South Florida Officials Media Manipulation Game

Picking up on where I left off from the Sun Sentinel’s brilliant reporting on the Broward School District’s stonewalling efforts, this is how I’ve witnessed local officials attempting to control media accountability and coverage. 

Here’s the simplistic way it works. It happens in three ways:  

  1. Provide favorable coverage and have access to public officials 
  2. Provide objective coverage and risk losing access to public officials 
  3. Provide critical coverage – even if balanced and justified and lose access

This isn’t true of all public officials in South Florida, but many. At best what will happen is that they will ask for questions in advance, which frankly is nonsense, to begin with. They are public officials that work for us and should be willing to address the good, bad and indifferent in the day-to-day. If they don’t like where the questions are going they’re not available. Funny how that works. That’s been increasingly true in Broward after Stoneman Douglas. No surprise sadly. 

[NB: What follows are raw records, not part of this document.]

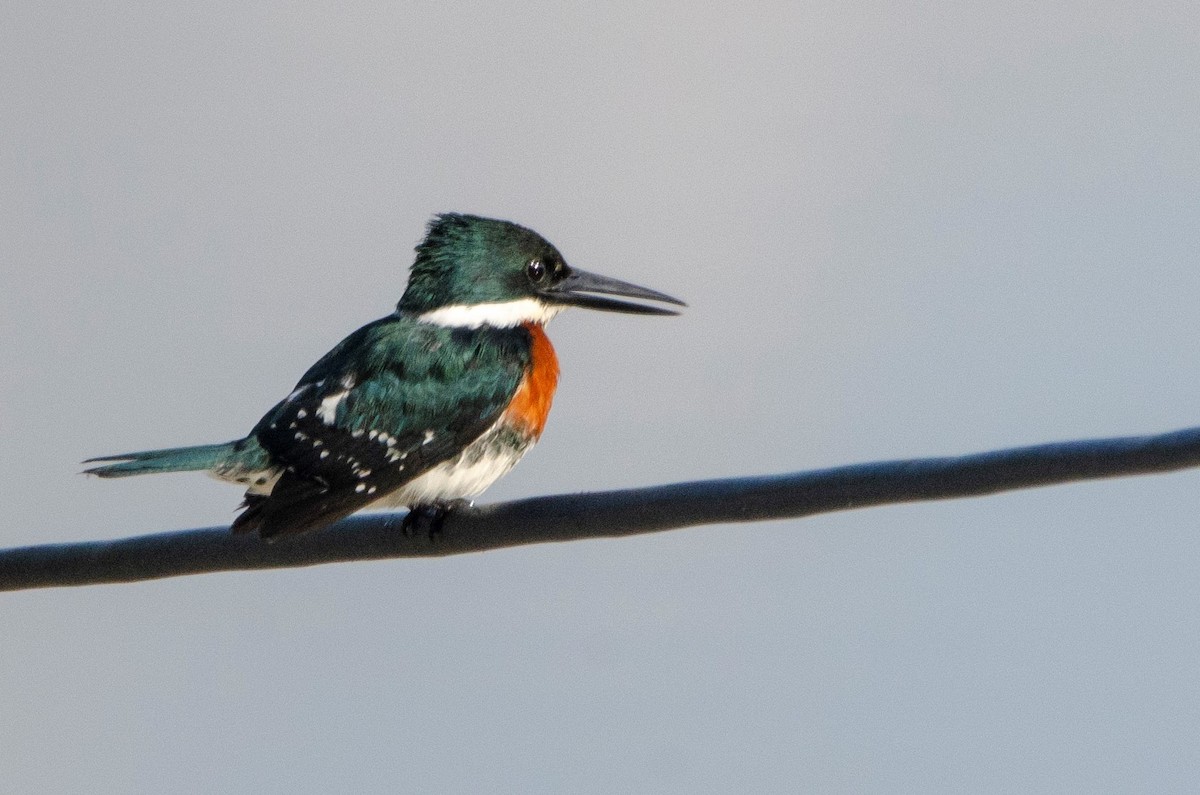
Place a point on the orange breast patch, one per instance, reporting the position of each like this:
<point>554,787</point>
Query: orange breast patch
<point>531,404</point>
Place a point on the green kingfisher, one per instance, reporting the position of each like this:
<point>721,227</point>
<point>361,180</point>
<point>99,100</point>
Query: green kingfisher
<point>425,407</point>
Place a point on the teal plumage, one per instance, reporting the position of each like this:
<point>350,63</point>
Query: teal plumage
<point>425,406</point>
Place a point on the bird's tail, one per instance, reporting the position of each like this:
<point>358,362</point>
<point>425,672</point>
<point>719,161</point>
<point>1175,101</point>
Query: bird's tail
<point>177,459</point>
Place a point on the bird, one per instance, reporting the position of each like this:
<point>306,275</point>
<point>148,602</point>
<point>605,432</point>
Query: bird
<point>425,407</point>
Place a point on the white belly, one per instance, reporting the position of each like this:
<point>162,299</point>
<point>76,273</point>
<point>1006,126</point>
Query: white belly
<point>467,474</point>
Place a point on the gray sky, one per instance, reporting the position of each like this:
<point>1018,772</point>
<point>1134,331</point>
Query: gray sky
<point>904,229</point>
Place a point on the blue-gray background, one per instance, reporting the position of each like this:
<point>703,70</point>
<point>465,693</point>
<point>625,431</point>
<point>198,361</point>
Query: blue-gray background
<point>904,228</point>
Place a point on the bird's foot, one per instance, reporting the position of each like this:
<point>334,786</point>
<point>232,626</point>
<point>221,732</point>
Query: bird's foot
<point>427,520</point>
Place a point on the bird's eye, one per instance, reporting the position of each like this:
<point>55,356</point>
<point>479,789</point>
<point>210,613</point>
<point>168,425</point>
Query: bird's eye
<point>537,270</point>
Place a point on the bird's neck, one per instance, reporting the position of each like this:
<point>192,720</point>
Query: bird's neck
<point>522,311</point>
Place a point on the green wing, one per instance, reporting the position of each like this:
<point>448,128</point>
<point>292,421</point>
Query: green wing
<point>389,402</point>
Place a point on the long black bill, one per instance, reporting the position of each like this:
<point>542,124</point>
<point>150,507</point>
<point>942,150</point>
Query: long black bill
<point>579,288</point>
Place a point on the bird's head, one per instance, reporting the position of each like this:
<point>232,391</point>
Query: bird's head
<point>473,272</point>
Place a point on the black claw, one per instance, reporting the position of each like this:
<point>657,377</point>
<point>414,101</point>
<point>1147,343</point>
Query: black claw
<point>427,520</point>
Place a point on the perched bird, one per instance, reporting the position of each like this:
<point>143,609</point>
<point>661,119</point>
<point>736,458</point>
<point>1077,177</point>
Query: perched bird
<point>421,408</point>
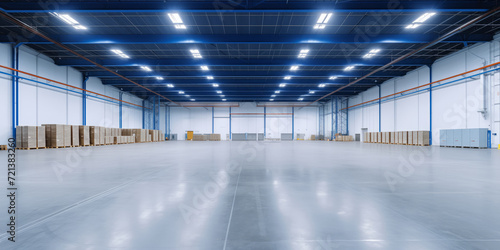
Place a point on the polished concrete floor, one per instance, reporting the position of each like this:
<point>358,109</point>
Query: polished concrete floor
<point>267,195</point>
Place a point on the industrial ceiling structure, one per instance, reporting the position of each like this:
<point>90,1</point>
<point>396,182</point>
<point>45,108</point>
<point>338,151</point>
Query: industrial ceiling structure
<point>247,51</point>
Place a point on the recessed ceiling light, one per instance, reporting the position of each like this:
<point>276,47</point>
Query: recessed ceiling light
<point>196,53</point>
<point>303,53</point>
<point>420,20</point>
<point>323,20</point>
<point>146,68</point>
<point>120,53</point>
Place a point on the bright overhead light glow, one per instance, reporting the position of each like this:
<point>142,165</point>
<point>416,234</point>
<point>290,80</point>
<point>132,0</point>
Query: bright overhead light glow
<point>322,20</point>
<point>69,20</point>
<point>120,53</point>
<point>303,53</point>
<point>420,20</point>
<point>146,68</point>
<point>372,53</point>
<point>196,53</point>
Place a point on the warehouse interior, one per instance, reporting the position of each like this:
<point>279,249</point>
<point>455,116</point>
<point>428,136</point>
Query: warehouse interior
<point>256,124</point>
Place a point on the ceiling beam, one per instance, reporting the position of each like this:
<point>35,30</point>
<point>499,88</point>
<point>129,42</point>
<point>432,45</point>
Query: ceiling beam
<point>241,62</point>
<point>345,39</point>
<point>248,6</point>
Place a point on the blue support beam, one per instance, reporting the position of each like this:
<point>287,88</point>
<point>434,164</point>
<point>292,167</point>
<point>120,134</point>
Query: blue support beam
<point>190,39</point>
<point>84,101</point>
<point>252,7</point>
<point>77,62</point>
<point>121,110</point>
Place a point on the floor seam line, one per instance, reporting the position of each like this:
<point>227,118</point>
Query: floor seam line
<point>232,209</point>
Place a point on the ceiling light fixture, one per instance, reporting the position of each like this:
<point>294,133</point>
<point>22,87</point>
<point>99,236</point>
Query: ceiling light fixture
<point>322,20</point>
<point>420,20</point>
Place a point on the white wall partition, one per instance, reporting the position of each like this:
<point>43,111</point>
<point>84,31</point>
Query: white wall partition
<point>467,103</point>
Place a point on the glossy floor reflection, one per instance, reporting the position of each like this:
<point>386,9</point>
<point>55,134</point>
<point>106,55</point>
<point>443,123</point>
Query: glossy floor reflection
<point>272,195</point>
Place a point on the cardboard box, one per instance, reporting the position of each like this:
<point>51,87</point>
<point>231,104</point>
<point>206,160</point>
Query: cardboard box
<point>102,136</point>
<point>423,138</point>
<point>94,136</point>
<point>54,135</point>
<point>75,135</point>
<point>28,136</point>
<point>84,136</point>
<point>19,137</point>
<point>40,137</point>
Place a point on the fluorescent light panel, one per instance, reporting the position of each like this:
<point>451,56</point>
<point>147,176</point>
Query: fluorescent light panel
<point>196,53</point>
<point>420,20</point>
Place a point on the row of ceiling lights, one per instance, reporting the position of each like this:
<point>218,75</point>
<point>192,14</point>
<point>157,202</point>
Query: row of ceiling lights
<point>176,19</point>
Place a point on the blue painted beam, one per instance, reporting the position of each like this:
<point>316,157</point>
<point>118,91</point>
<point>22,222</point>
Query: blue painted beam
<point>345,39</point>
<point>343,62</point>
<point>240,7</point>
<point>246,74</point>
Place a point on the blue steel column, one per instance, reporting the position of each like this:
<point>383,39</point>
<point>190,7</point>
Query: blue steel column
<point>265,115</point>
<point>84,101</point>
<point>332,119</point>
<point>230,124</point>
<point>121,109</point>
<point>379,109</point>
<point>430,106</point>
<point>293,123</point>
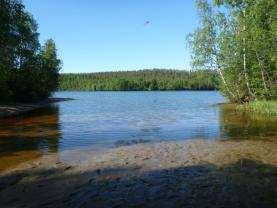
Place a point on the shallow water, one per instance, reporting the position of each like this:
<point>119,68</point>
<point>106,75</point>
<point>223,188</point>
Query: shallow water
<point>95,120</point>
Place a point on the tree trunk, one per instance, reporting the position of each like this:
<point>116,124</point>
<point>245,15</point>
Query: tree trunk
<point>244,60</point>
<point>262,72</point>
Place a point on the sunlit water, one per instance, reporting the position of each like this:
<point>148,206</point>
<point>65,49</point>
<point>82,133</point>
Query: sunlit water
<point>95,120</point>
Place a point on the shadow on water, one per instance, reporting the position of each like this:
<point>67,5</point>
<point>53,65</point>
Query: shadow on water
<point>235,125</point>
<point>246,183</point>
<point>29,136</point>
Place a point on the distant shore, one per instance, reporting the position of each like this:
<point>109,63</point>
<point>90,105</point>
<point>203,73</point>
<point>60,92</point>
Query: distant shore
<point>16,109</point>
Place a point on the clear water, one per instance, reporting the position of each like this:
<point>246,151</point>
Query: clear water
<point>95,120</point>
<point>102,118</point>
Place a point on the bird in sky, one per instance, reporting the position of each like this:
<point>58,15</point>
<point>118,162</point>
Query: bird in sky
<point>146,23</point>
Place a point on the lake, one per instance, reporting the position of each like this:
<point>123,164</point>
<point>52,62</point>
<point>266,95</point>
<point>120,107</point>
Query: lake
<point>99,120</point>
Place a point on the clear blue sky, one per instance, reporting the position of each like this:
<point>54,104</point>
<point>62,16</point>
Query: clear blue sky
<point>106,35</point>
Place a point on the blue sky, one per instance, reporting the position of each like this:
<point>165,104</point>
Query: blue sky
<point>107,35</point>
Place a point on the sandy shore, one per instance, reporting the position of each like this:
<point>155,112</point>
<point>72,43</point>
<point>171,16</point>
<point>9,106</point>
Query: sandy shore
<point>22,108</point>
<point>168,174</point>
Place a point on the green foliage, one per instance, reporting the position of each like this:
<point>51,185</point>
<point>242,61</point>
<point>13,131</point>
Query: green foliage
<point>263,108</point>
<point>27,72</point>
<point>156,79</point>
<point>238,39</point>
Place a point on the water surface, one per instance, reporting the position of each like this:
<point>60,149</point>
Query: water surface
<point>95,120</point>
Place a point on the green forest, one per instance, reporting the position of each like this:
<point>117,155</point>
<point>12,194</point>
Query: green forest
<point>237,39</point>
<point>29,71</point>
<point>156,79</point>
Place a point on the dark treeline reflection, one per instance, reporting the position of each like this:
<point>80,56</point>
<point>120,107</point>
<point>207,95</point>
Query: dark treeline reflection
<point>235,125</point>
<point>29,136</point>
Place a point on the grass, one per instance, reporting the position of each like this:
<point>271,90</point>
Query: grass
<point>260,108</point>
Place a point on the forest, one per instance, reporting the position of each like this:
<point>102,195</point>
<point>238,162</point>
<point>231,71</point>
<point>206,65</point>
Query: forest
<point>155,79</point>
<point>237,39</point>
<point>29,71</point>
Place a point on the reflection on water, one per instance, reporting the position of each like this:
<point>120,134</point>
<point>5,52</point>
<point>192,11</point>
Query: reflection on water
<point>29,136</point>
<point>234,125</point>
<point>105,119</point>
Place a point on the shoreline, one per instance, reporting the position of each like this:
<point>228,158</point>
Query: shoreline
<point>189,173</point>
<point>17,109</point>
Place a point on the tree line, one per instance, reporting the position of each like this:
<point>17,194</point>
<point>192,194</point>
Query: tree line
<point>237,38</point>
<point>29,71</point>
<point>156,79</point>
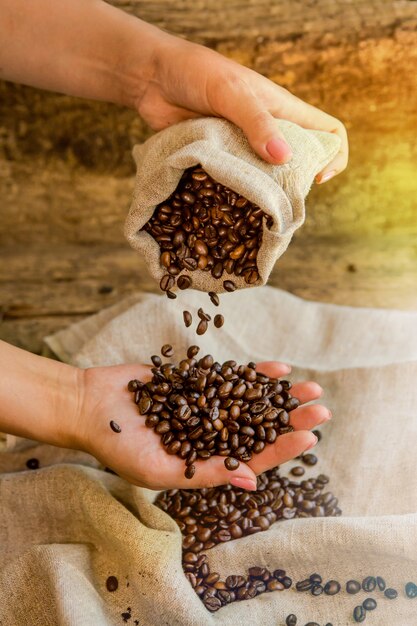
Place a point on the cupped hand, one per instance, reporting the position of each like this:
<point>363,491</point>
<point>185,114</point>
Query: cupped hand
<point>192,81</point>
<point>137,454</point>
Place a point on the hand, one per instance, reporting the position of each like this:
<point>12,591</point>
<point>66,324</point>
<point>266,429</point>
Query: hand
<point>137,455</point>
<point>191,81</point>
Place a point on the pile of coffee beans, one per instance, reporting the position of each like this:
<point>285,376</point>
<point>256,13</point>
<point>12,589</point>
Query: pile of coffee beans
<point>202,408</point>
<point>207,517</point>
<point>206,226</point>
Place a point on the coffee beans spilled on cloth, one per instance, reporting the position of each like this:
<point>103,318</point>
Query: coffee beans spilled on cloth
<point>202,408</point>
<point>206,226</point>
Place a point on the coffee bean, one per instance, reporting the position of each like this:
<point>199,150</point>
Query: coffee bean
<point>369,583</point>
<point>411,590</point>
<point>369,604</point>
<point>184,282</point>
<point>202,327</point>
<point>190,471</point>
<point>231,463</point>
<point>353,586</point>
<point>380,583</point>
<point>188,319</point>
<point>309,459</point>
<point>218,321</point>
<point>167,350</point>
<point>298,471</point>
<point>359,613</point>
<point>332,587</point>
<point>32,463</point>
<point>229,285</point>
<point>112,583</point>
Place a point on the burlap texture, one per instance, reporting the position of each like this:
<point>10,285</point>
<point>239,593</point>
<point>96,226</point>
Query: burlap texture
<point>67,526</point>
<point>223,151</point>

However, here’s the real tragedy. Imagine that you’re a reporter covering category X for a news organization. Now let's say the official(s) cut off access to you. What happens to your career? That’s how many of your public officials manipulate coverage. I’ve seen it for well over a decade in South Florida and occasionally it manifests itself in ways you would not even imagine.  

The officials change but the tactics remain. It’s one of the reasons it’s so important to support us, those who are willing to do the difficult thing and attempt accountability at the local level, to be supported by you. Otherwise, you’ll never get the truth. Kudos to the Sentinel for some of the best work I’ve ever seen. Fingers crossed truth, transparency and accountability occur.